Considering all the experiments that failed, not to mention other non-experimental factors affecting animals, a large number of animal lives have been lost for nothing. During the experiment they suffer or become killed, and suffer the same fate after the experiment. But the poor study methodology used by some facilities are what is truly inhumane and unethical.

A study found major flaws in most U.S. and UK government financed animal studies using rodents and primates. Only 59 percent of the studies reported the study’s theories or purpose and the number and characteristics of the animals used.

6. Medical Breakthrough Without the Use of Animals

Allocating sufficient funds and resources to animal-free alternatives could lead to the same medical advances that animal testing could bring.

Humane Research Australia (HRA) states that animal studies later confirmed several findings made using non-animal techniques, presenting false credit to animal use.

7. Medications Which pass tests on animals are not exactly safe

The sleeping pill thalidomide of the 1950s, which caused 10,000 babies to be born with serious deformities, was checked on animals before launching it into the market. Subsequent experiments on pregnant mice, rabbits, guinea pigs, cats, and hamsters did not lead to birth defects unless the medication was supplied at exceptionally high doses. Animal studies on the Vioxx arthritis drug found it had a calming effect on the mice’s hearts, but the medication managed to cause more than 27,000 heart attacks and premature cardiac deaths before being taken out of the market.

A large percentage of the drugs which passed animal experiments failed in human clinical trials, 94 per cent to be exact. One hundred of the stroke-treated drugs worked on animals but failed completely in humans. In addition, more than 85 HIV vaccines worked well in primates but failed in human beings.

Conclusion

Animals have similar feelings, thoughts, goals, needs and desires to human functions and abilities and these similarities should be respected, not exploited, because of human selfishness. Tom Regan argues that “animals are subjects of a life just as humans are, and a subject of a life has intrinsic meaning. The lives of animals should also be valued, as they have an intrinsic right to be treated with dignity. The damage done to animals should not be diminished, since they are not considered human.
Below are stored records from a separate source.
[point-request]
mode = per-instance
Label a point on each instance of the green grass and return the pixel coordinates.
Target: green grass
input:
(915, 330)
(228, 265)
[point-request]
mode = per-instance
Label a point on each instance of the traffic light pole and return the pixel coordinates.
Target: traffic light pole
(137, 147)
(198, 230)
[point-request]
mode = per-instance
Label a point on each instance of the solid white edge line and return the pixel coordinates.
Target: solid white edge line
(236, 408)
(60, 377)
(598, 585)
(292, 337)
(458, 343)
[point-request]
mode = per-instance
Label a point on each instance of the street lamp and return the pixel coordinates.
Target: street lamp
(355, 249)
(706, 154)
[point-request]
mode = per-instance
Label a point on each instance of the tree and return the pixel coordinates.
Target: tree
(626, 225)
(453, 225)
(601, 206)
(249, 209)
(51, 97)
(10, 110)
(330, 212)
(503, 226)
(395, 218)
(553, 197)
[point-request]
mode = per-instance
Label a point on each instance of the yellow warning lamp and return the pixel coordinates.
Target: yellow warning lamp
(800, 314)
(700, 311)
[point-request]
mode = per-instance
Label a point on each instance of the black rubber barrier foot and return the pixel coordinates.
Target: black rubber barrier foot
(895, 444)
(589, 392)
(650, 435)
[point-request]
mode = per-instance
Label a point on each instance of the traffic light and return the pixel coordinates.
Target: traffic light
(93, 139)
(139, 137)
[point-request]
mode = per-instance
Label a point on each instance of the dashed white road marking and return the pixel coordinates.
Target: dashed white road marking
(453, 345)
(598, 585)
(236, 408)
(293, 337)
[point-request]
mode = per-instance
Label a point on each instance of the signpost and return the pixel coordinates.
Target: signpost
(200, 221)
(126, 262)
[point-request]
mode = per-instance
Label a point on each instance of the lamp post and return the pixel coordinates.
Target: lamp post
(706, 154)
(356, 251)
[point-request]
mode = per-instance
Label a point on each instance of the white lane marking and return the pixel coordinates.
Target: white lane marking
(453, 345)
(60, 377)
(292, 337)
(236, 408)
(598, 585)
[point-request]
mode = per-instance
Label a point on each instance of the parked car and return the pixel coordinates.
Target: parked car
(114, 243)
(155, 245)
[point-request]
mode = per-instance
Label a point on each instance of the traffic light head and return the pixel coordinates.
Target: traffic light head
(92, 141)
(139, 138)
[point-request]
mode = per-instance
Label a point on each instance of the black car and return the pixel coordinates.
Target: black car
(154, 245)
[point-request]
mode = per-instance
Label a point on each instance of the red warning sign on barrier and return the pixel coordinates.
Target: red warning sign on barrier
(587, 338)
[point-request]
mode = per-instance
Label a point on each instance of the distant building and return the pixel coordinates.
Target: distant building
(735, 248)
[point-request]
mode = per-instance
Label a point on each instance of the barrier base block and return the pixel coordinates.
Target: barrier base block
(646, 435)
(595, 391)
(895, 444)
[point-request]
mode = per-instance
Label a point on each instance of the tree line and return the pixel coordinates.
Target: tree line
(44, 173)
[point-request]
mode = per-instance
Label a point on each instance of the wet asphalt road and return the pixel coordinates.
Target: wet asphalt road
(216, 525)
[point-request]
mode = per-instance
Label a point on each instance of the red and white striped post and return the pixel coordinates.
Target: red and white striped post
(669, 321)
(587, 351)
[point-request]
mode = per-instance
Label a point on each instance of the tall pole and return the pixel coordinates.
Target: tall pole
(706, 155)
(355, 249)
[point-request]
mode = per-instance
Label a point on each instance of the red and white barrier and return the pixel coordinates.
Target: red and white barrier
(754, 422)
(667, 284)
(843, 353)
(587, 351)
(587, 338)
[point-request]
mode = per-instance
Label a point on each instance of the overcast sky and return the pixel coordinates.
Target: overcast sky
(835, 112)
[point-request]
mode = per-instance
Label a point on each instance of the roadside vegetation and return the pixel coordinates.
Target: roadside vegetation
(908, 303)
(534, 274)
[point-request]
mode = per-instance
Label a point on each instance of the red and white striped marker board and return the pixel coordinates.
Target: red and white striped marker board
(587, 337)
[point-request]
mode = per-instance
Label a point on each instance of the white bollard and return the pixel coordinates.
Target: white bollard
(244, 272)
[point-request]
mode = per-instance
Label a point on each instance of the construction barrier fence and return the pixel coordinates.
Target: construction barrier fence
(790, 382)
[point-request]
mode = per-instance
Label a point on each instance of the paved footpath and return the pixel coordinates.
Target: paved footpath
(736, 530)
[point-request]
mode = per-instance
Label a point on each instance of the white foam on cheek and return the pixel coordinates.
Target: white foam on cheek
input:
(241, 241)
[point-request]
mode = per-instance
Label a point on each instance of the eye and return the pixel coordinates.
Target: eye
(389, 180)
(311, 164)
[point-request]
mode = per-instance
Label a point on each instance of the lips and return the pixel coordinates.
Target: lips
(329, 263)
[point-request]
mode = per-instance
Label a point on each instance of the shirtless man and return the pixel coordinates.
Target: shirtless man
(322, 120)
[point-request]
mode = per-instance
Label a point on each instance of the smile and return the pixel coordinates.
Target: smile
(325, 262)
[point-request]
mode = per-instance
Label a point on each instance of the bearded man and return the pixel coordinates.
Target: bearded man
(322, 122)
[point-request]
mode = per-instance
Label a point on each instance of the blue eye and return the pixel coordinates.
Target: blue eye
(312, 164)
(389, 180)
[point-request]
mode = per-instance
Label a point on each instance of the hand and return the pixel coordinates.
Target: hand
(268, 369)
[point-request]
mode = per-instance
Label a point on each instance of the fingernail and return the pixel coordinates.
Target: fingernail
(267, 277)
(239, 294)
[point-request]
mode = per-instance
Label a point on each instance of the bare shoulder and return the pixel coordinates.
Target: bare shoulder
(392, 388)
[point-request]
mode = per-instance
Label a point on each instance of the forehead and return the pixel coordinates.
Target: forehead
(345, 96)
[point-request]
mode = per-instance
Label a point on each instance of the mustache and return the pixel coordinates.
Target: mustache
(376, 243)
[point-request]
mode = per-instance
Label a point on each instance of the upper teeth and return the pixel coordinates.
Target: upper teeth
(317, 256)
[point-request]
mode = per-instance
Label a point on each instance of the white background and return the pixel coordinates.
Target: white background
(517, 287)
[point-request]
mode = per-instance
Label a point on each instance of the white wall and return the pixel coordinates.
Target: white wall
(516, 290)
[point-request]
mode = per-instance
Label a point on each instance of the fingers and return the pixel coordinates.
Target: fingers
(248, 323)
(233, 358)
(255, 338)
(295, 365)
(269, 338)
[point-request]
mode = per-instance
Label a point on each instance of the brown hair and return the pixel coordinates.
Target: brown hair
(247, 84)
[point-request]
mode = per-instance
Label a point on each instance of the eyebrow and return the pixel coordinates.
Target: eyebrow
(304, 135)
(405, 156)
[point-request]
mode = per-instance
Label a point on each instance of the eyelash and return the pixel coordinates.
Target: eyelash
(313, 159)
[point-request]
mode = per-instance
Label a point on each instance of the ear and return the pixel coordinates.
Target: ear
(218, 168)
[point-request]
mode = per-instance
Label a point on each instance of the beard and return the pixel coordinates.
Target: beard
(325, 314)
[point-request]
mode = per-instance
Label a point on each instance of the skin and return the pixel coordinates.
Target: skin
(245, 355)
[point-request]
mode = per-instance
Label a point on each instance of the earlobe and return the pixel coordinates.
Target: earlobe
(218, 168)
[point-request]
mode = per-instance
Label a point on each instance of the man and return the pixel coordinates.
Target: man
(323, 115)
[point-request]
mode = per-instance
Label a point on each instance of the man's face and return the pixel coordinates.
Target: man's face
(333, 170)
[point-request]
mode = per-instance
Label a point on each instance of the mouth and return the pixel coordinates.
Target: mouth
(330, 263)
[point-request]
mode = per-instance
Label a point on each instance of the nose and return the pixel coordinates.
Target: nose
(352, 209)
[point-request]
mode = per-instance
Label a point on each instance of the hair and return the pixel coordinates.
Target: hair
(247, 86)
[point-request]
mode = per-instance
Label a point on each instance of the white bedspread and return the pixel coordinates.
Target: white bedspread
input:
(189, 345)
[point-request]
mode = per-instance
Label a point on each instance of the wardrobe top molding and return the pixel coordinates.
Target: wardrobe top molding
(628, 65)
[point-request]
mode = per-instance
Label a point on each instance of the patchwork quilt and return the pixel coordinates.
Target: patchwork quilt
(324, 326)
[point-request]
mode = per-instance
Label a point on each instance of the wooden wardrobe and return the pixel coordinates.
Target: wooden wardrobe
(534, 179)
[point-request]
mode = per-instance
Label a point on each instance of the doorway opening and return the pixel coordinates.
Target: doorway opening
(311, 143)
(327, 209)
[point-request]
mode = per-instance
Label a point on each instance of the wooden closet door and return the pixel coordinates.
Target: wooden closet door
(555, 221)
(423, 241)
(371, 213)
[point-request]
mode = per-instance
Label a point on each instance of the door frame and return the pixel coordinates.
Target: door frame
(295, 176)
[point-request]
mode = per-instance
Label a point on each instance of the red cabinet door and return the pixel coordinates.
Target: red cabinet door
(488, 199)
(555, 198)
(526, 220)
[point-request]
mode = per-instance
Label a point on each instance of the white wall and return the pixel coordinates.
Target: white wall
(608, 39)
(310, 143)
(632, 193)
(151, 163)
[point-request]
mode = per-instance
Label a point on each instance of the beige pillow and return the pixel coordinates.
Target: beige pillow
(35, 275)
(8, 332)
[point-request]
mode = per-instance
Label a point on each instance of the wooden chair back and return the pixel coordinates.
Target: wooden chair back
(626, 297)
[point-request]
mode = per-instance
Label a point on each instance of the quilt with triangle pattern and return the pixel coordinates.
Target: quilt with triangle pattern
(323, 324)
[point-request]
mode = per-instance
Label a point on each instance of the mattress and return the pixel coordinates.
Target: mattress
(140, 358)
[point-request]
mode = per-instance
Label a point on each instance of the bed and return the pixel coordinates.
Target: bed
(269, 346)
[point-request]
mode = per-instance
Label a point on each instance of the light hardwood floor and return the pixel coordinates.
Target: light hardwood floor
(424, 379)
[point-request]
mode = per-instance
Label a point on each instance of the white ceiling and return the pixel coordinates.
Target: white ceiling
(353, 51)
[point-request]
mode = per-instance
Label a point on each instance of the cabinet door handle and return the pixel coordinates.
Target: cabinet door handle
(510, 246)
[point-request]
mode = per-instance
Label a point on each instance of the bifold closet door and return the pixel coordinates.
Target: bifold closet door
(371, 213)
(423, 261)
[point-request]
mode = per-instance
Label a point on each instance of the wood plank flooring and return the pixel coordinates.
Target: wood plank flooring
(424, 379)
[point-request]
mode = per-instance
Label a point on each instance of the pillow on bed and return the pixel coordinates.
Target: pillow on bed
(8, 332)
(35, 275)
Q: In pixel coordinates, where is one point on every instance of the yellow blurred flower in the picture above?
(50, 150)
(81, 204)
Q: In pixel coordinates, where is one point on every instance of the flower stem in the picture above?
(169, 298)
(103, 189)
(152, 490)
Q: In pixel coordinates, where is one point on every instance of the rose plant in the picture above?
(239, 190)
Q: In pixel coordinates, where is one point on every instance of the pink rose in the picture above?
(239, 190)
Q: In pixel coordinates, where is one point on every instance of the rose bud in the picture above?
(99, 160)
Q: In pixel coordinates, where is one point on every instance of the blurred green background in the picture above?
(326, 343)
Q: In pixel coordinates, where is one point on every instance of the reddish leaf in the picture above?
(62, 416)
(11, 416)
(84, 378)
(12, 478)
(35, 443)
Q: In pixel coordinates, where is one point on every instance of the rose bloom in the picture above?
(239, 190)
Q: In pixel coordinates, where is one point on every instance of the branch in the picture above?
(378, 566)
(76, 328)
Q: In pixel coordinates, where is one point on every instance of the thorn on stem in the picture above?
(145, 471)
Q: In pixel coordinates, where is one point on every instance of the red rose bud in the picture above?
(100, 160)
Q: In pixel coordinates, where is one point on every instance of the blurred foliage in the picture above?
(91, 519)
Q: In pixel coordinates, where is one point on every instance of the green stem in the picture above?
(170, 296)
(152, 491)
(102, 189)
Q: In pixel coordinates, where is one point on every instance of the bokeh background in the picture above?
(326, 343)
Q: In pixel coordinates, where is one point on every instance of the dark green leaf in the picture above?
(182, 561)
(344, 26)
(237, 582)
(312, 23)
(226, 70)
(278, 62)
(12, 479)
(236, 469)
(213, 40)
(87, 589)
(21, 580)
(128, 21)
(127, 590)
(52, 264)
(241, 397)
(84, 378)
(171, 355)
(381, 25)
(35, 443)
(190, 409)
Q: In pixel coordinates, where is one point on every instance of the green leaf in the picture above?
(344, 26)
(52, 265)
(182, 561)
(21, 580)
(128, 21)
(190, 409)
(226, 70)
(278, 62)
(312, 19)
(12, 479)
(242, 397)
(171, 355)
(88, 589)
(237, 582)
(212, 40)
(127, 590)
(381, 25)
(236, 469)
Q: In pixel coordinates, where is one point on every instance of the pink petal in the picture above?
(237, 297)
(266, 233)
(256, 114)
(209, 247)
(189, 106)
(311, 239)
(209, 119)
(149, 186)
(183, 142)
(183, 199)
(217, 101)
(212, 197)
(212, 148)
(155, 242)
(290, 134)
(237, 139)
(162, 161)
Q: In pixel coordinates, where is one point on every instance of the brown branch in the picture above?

In Conclusion, animal testing should be stopped because it violates the rights of animals, causes discomfort and distress to laboratory animals and alternative methods of measuring toxicity to the drug are available.

Human beings can’t justify enhancing their lives by arbitrarily torturing and killing thousands of animals every year to conduct laboratory tests or test items. Animals must be treated with dignity and respect and when animals are exploited for selfish human gain this right to decent treatment is not upheld. Human beings are animals too, after all.